À partir des données que nous avons analysées, nous avons constaté que chez les individus ayant un BCS plus élevé, ce qui reflète des habitudes plus saines, leur risque d'accident vasculaire cérébral, de LLD et de démence était significativement réduit, même lorsqu'ils avaient une prédisposition génétique plus élevée à ces conditions. Cet effet protecteur du mode de vie était suffisamment fort pour compenser le risque accru dû à la génétique. Nos résultats suggèrent que les personnes qui adoptent des modes de vie sains peuvent protéger la santé de leur cerveau, quel que soit leur risque génétique.
En quoi votre nouvelle étude diffère-t-elle de vos publications précédentes ?

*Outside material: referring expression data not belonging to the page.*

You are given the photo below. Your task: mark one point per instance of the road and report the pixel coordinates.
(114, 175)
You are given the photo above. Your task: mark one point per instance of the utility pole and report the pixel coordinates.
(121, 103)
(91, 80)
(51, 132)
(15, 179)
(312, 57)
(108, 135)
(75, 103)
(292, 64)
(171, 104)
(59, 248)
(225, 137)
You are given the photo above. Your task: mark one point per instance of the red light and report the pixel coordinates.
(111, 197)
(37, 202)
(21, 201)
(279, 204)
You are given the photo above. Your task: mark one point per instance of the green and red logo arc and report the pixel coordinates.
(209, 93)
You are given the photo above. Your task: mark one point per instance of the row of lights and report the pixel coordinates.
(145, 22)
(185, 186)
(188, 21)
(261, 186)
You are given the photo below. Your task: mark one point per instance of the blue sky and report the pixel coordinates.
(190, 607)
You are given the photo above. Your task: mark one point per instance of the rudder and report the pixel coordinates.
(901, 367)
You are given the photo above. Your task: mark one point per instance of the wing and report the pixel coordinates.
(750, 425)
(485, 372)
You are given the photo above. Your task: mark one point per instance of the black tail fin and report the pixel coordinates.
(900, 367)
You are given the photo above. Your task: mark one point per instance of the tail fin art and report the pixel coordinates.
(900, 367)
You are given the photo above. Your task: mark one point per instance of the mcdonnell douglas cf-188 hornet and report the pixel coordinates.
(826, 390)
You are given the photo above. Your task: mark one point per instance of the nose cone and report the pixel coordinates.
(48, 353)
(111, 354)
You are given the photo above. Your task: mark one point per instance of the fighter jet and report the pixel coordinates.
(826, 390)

Dans des recherches antérieures, nous avons constaté qu'un BCS plus élevé est associé à une diminution du risque d'accident vasculaire cérébral, de LLD et de démence. Dans cette étude, nous avons découvert que cette association s’étend aux individus génétiquement prédisposés à ces maladies cérébrales.

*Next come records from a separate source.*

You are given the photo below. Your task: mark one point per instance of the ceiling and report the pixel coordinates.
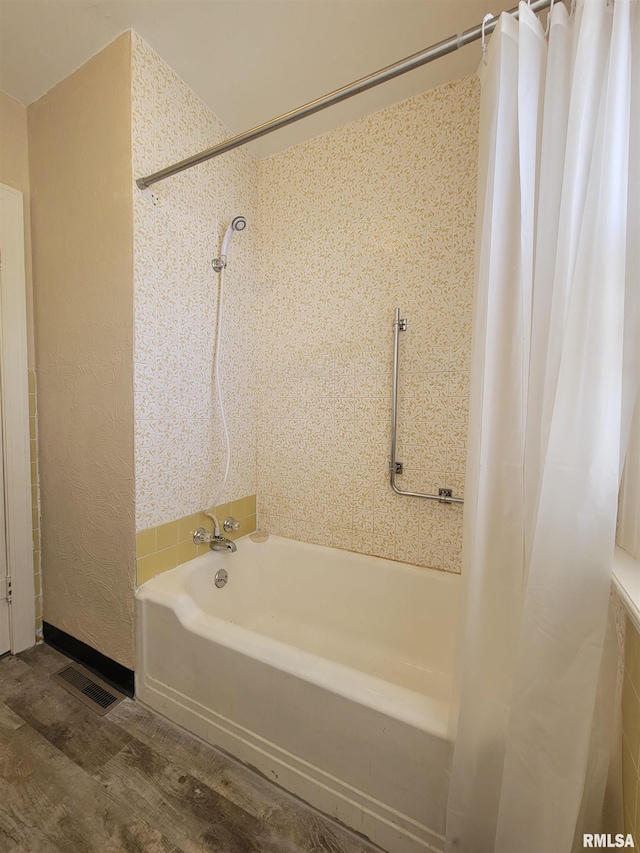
(249, 60)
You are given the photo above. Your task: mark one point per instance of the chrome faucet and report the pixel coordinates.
(216, 543)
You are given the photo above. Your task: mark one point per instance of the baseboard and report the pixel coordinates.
(109, 670)
(381, 824)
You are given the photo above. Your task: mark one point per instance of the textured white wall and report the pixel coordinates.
(81, 217)
(178, 226)
(378, 214)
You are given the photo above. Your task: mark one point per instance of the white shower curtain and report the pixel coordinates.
(554, 382)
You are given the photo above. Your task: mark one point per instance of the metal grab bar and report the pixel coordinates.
(395, 467)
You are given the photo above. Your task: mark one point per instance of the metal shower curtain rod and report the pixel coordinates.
(416, 60)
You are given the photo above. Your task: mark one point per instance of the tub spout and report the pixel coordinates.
(221, 543)
(216, 543)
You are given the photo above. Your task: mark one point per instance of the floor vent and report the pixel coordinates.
(84, 685)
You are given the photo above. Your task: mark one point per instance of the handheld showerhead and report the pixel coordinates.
(238, 223)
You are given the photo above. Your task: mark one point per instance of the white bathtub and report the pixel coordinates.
(328, 671)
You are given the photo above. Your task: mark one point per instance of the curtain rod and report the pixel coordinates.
(412, 62)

Comment avez-vous mené votre étude ?
Dans cette étude, nous avons examiné si le BCS d'un individu affectait son risque génétique d'accident vasculaire cérébral, de LLD et de démence. Après avoir analysé les données de plus de 368 000 personnes de la biobanque britannique, nous avons découvert qu'un BCS plus élevé réduisait considérablement le risque d'accident vasculaire cérébral, de dépression tardive et de démence chez les personnes ayant hérité d'un risque génétique accru de ces maladies. De manière frappante, nous avons constaté que même une légère augmentation de 5 points du BCS, grâce à des mesures telles que l’arrêt du tabac ou le contrôle de la tension artérielle, est fortement liée à un risque plus faible de maladies cérébrales.
Quelles sont les implications ?
Nos travaux soulignent à quel point les choix de modes de vie sains peuvent être puissants, même pour ceux d’entre nous qui, en raison de nos gènes, courent un risque plus élevé de détérioration de la santé cérébrale à mesure que nous vieillissons. Pour nous tous, y compris ceux présentant un risque génétique plus élevé, le BCS offre un guide simple et direct sur ce que nous pouvons faire pour protéger notre cerveau en vieillissant. Les patients peuvent se sentir habilités à continuer de modifier leurs comportements pour améliorer leur état de santé, quel que soit leur risque génétique.
Quelles sont les prochaines étapes ?
Nous travaillons à mettre à jour le BCS pour le rendre encore plus convivial, permettant aux gens d'identifier les domaines dans lesquels ils peuvent améliorer leurs soins cérébraux sans avoir besoin d'informations détaillées sur leurs antécédents médicaux. Nous étudions également la meilleure façon d'impliquer les communautés du monde entier avec des outils de soins cérébraux qui peuvent leur permettre de bien prendre soin de leur cerveau, de prévenir la démence, les accidents vasculaires cérébraux et la dépression, et ainsi de s'aider eux-mêmes et leurs proches à s'épanouir.
Paternité: Outre Anderson et Rosand, les auteurs de Mass General Brigham incluent Sandro Marini, Tamara N. Kimball, Ernst Mayerhofer, Reinier WP Tack, Jasper R. Senff, Savvina Prapiadou, Jonathan Duskin, Christina Kourkoulis, Nirupama Techoor, Rudolph E. Tanzi, Sanjula. D. Singh et Livia Parodi.